Kesef Mishneh (commentary on Rambam, ibid.) answers that there is a well known rule that, “the Torah is not in Heaven (Lo BaShamayim Hu),” (see Bava Metzia 59b). Namely, although the Torah is Hashem’s, He endowed it to the Jews, at which point He “lost control” over the final outcome of halacha (Jewish law). When there is a matter of halachic dispute, Hashem, so to speak, has no say in the matter. All decisions are to be rendered by the Jewish Beis Din (court), even if they rule contrary to Hashem’s own intent, to the extent that the Gemara concludes that even were a Heavenly voice to state that the halacha is according to a certain opinion, this would not change our outlook on the matter. (Indeed, it is this same principle that allows the “Heavenly Academy” to debate the matter with the Almighty, and which ultimately forced them to give over the final decision to Rabbah bar Nachmeini.)
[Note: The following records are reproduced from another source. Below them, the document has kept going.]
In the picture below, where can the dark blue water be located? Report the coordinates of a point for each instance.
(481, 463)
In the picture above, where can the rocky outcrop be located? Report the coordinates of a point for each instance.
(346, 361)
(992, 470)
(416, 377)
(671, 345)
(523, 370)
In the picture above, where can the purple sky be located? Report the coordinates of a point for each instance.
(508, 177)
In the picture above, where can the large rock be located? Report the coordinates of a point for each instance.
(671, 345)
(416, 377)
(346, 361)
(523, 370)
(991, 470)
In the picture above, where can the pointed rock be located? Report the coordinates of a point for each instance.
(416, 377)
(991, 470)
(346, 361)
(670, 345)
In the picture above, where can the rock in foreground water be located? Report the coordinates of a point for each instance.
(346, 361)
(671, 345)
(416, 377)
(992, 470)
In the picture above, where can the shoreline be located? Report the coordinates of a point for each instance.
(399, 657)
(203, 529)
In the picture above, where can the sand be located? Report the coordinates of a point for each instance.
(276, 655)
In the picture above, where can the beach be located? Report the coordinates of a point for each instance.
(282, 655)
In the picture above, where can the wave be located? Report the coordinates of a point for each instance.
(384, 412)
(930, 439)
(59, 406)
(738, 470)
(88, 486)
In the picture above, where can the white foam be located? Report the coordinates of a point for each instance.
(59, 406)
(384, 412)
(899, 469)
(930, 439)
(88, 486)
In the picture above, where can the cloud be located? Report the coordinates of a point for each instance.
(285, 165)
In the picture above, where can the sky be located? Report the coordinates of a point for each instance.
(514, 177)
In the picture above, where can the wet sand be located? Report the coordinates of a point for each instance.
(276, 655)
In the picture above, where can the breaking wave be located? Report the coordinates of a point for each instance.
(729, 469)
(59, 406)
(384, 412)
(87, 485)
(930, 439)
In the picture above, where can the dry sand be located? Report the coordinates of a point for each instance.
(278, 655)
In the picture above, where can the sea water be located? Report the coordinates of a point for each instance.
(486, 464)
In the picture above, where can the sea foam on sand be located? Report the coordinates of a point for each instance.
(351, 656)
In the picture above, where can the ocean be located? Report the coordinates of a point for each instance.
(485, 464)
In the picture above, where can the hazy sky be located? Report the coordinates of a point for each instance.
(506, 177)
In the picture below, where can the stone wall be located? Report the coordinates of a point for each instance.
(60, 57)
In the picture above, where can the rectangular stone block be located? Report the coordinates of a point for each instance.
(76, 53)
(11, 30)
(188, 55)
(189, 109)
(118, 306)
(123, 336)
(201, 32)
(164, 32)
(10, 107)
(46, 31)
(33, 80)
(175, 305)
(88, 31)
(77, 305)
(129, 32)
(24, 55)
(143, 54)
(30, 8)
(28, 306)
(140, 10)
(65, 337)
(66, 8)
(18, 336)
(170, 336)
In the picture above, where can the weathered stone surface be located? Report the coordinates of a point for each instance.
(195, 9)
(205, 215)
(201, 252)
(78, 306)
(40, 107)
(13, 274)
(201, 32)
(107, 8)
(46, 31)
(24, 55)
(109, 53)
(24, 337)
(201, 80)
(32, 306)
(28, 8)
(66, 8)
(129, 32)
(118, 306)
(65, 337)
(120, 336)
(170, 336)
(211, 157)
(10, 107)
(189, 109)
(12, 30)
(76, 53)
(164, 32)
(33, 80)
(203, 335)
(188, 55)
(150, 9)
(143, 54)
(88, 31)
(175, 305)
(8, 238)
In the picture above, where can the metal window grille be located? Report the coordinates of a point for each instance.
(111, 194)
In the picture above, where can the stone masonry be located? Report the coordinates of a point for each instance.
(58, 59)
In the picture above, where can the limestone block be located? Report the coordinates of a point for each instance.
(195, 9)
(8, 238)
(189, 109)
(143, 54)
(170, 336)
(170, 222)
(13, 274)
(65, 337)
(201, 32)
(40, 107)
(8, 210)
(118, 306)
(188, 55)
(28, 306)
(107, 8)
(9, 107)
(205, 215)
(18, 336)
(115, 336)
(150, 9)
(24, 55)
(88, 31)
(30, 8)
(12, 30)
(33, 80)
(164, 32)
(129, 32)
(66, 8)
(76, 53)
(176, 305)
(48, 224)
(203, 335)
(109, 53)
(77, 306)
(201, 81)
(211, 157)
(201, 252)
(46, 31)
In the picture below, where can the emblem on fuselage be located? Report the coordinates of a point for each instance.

However, writes the Kesef Mishnah, this very principle also disqualifies the ruling of Rabbah bar Nachmeini. Since the words, “Tahor, tahor,” were uttered at the time of “his neshamah’s (soul’s) departure,” at which point he was, so to speak, more “there” than “here”, such a ruling can not be relied upon as having emanated from “this world,” and thus the Rambam is justified in ruling to the contrary.
Chasam Sofer (Sha’alos ve-Teshuvos Chasam Sofer, Orach Chaim n. 208) takes exception to the Kesef Mishnah. If so, he argues, all rulings that were delivered close to any Sage’s death should be disqualified, for perhaps he uttered his ruling when he was already “more there than here!” To entertain such a thought is preposterous!
Rather, explains the Chasam Sofer, we must say the following: It appears from the Gemara that no one was present at the time of Rabbah bar Nachmeini’s death (the Gemara [ibid.] says that a note later fell from Heaven informing the Jews of Pumbedisa that he had died.) And even were someone present at the time of his death, how could they have known regarding what he was stating “Tahor, tahor?” We must conclude that this story only became known either by means of the same note that fell from Heaven, or by means of a “Heavenly voice,” or perhaps Eliyahu haNavi revealed the matter to the Sages of the Gemara.
Since knowledge of Rabbah’s ruling came only through such unusual means, it falls under the category of “Lo BaShamayim Hu – The Torah is not in Heaven,” and can not be accepted as the basis for halachic ruling. Thus the Rambam is justified in ruling to the contrary.
In relation to the above, I was thinking: Do we really appreciate what it means that Hashem gave us the Torah? His most prized possession – the blueprint of the universe and all its complexities – lies in our hands. Hashem relinquished His dominion over the Torah by handing it over to us. The trust implicit in this is enormous.
Jews in exile are compared to a metzora (tzaraas inflicted individual). Like us, the metzora too was banished from his home. Perhaps, homiletically we can find expression of this wonder in the opening words of parshas Metzora – “Zos Toras haMetzora – This is the Torah of the Metzora.” The exiled Jew, robbed of all material goodness, still possesses the most valuable item of all – the Torah.
As the Gemara states (Kiddushin 66a), “The Torah sits bound up alone in a corner; whomever wants may come and study her!” May we truly merit to comprehend its value, and to occupy our days exploring its riches!